Завуч подумала, что ее обозвали Жучкой. Как же ей хотелось избавиться от этой воющей ленинградской интеллигенции! Как же ей не нравилась Мура… На ее взгляд, единственно хорошим в этой Муре был ее Дед – красивый высокий человек в джинсах, ученый, профессор… Как же ей хотелось как следует осадить эту Муру, но ее внутренний редактор ни на секунду не выключился, и она спокойно сказала:
– Вы хотите, чтобы этот ребенок вырос настоящим человеком? Или вы хотите, чтобы он вырос эгоистом? Называл взрослых жучками? Отдайте девочку, иначе она вырастет плохим человеком.

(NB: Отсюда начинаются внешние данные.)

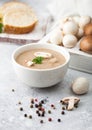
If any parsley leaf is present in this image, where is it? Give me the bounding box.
[0,23,3,33]
[32,56,43,64]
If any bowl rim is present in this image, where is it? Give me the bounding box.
[12,42,70,71]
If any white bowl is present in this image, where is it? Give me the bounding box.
[12,43,70,88]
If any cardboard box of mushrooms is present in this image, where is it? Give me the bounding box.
[42,15,92,73]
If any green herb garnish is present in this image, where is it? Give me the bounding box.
[0,23,3,33]
[32,56,43,64]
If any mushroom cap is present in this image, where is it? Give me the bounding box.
[50,29,63,45]
[84,23,92,35]
[80,35,92,54]
[63,21,78,35]
[72,77,89,94]
[63,34,77,48]
[77,28,84,38]
[79,16,91,28]
[73,16,80,25]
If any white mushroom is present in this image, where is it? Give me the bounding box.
[50,58,57,63]
[72,16,80,25]
[34,51,52,58]
[63,21,78,35]
[79,16,91,28]
[61,97,80,110]
[63,34,77,48]
[59,16,72,29]
[26,61,34,67]
[72,77,89,94]
[77,28,84,38]
[49,29,63,45]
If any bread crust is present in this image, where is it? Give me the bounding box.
[4,22,37,34]
[0,2,38,34]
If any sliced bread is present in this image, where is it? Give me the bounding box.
[0,2,37,34]
[3,10,37,34]
[0,1,32,16]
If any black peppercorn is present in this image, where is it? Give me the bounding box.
[20,107,23,111]
[62,107,65,110]
[29,115,32,119]
[24,114,27,117]
[12,89,15,92]
[30,104,33,108]
[48,110,51,114]
[61,111,65,115]
[35,104,38,108]
[57,119,61,122]
[48,118,52,121]
[40,120,43,123]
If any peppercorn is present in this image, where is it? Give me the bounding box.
[41,100,44,104]
[62,107,65,110]
[20,107,23,111]
[48,110,51,114]
[31,98,34,104]
[51,104,55,107]
[41,112,45,117]
[24,114,27,117]
[36,110,39,114]
[35,104,38,108]
[57,119,61,122]
[12,89,15,92]
[30,104,33,108]
[35,98,38,102]
[61,111,65,115]
[40,120,43,123]
[39,102,42,107]
[38,113,41,116]
[48,118,52,121]
[29,115,32,119]
[18,101,21,104]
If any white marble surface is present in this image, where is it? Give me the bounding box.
[0,0,92,130]
[0,43,92,130]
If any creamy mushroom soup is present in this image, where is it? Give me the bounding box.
[16,48,66,69]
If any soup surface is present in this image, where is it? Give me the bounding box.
[16,48,66,69]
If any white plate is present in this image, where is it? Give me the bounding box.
[41,17,92,73]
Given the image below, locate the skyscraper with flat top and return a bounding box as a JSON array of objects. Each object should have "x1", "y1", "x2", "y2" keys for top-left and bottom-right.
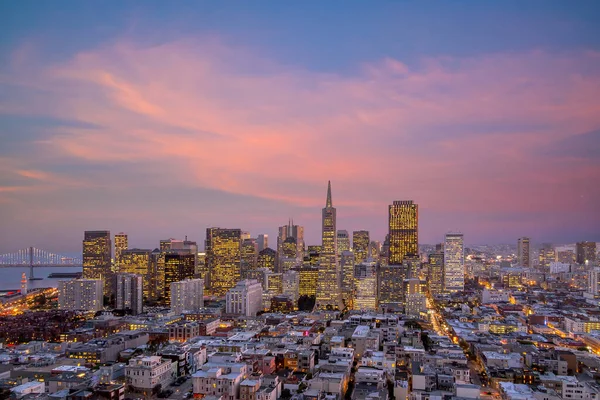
[
  {"x1": 83, "y1": 231, "x2": 113, "y2": 296},
  {"x1": 444, "y1": 233, "x2": 465, "y2": 293},
  {"x1": 517, "y1": 237, "x2": 531, "y2": 267},
  {"x1": 205, "y1": 228, "x2": 242, "y2": 296},
  {"x1": 315, "y1": 182, "x2": 342, "y2": 309},
  {"x1": 388, "y1": 200, "x2": 419, "y2": 265}
]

Спокойствие было куда гибельнее для надежд Муры уйти домой, чем ярость или грубость… Когда спокойно говорят, что твой ребенок может вырасти плохим, противостоять очень трудно, а для Дуси противостоять авторитетному человеку, педагогу и завучу, было невозможно. Она вообще терялась перед заявленными авторитетами. Дуся не хотела, чтобы Мура выросла плохим человеком, эгоистом, не хотела, чтобы она орала, когда вырастет… Если бы все это происходило сейчас, в наше время, Муру забрали бы домой и по дороге накормили мороженым, чтобы замять последствия неприятного инцидента, травмирующего нежную детскую психику. Но в то время было принято считать, что ребенок не имеет права выть и рычать, ребенок должен вести себя так, как нужно взрослым. В данном случае ребенка нужно отодрать от Дуси и затолкнуть в класс. Так они и сделали. И даже испытали облегчение: Мура в надежных руках, повоет и вырастет настоящим человеком.
Через четыре часа Дуся примчалась в школу, где ее поджидали учительница и завуч. Дуся ни на минуту не подумала, что они очень сильно по ней соскучились, она подумала, что Мура заболела – насморк, кашель, температура, что-то в этом роде.
Учительница сказала:
– Мы не можем отдать вам Марию Воронцову, потому что в данный момент она стоит в углу, вон в том, в левом… Мы долго терпели, целых две перемены, никак не меньше. А на третьей перемене наше терпение лопнуло. Воронцова дерется. Налицо три драки. Точнее, две драки и один укус. Она агрессивная у вас. – Учительница на секунду задумалась. – А может, она больная?! В столовой вылила свой кисель на соседку справа. Попросила добавку. Вылила добавку на соседку слева. Да на нее киселя не напасешься!